Mais uma Dica da Semana do sommelier de obscuridades e filmes B que vos fala, ou seja, mais uma pérola indicada para pessoas de gosto esquisito. Desta vez, vamos de CRIATURA DA NOITE (Nightbeast, 1982), exemplar do chamado ‘regional horror’ que tanto nos entregou filmes pra lá de divertidos produzidos com baixíssimo orçamento. O título de hoje não é exceção.
A premissa não poderia ser mais simples: nave espacial com um alienígena malvado acaba caindo no Planeta Terra, mais precisamente em uma pequena cidade do interior dos EUA.
Basta o bichão sair da nave, que explode logo em seguida, para começar um massacre. O xerife e uma delegada, junto com alguns bravos e corajosos civis, lutam pela sua sobrevivência e a dos demais moradores do lugar.
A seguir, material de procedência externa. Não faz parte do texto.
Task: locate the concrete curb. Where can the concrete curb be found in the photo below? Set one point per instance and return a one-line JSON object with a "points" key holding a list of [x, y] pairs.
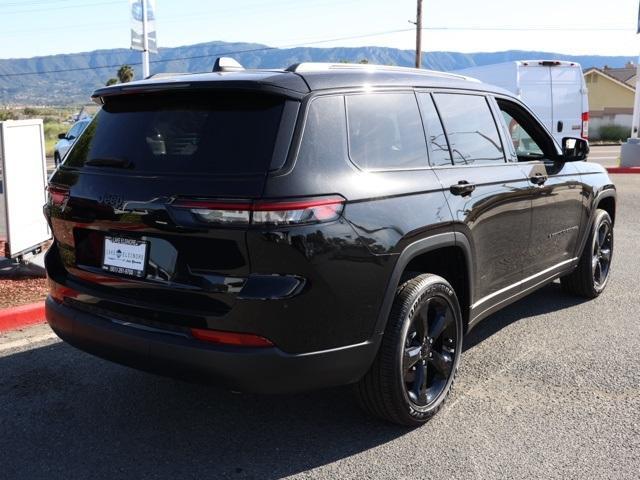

CRIATURA DA NOITE é uma espécie de sequência/remake de THE ALIEN FACTOR, pelo seu mesmo diretor, Don Dohler. O cineasta de Baltimore, Maryland (mesma terra natal de ninguém menos que John Waters) se especializou em filmes ultra baratos que entregam aquilo que o povão gosta. Com menos de 15 minutos de filme, já vemos a criatura alienígena por completo e um bom número do total de mortes que ela causa ao longo do desenrolar da história.
Não faltam atuações canastronas e péssimas do elenco de amadores, criatividade no uso dos (poucos) recursos ao alcance da produção e efeitos práticos e visuais que às vezes surpreendem por serem até legais para um filme ‘gore’ tão barato dos anos 80 ou por serem MUITO risíveis. Também deve ser dado um destaque para o registro daquela que deve ser a cena de sexo mais constrangedora da história do gênero.

Sabemos que CRIATURA DA NOITE tem falhas evidentes: o bom ritmo não se sustenta por muito tempo, assim como o excesso de personagens com diálogo que fazem o alienígena aparecer menos (se bem que a extensa maioria vira defunto). Aliás, o filme tem um total de quase 30 mortes em seus 82 minutos de duração. Mas o fato é que o filme, com todo o seu charme e ingenuidade, diverte mais qualquer espectador do que muita produção multi-milionária dos dias de hoje.
Com distribuição internacional dos nossos queridos amigos da Troma, CRIATURA DA NOITE chegou a ser lançado no Brasil somente em VHS. O filme está disponível com cópia restaurada na plataforma Tubi.tv (com opção de legenda em inglês) ou em qualidade inferior no YouTube (sem legenda).
Curiosidade: Uma boa parcela da trilha sonora foi composta pelo hoje famoso roteirista, produtor e diretor J.J. Abrams que então era um garoto de 16 anos.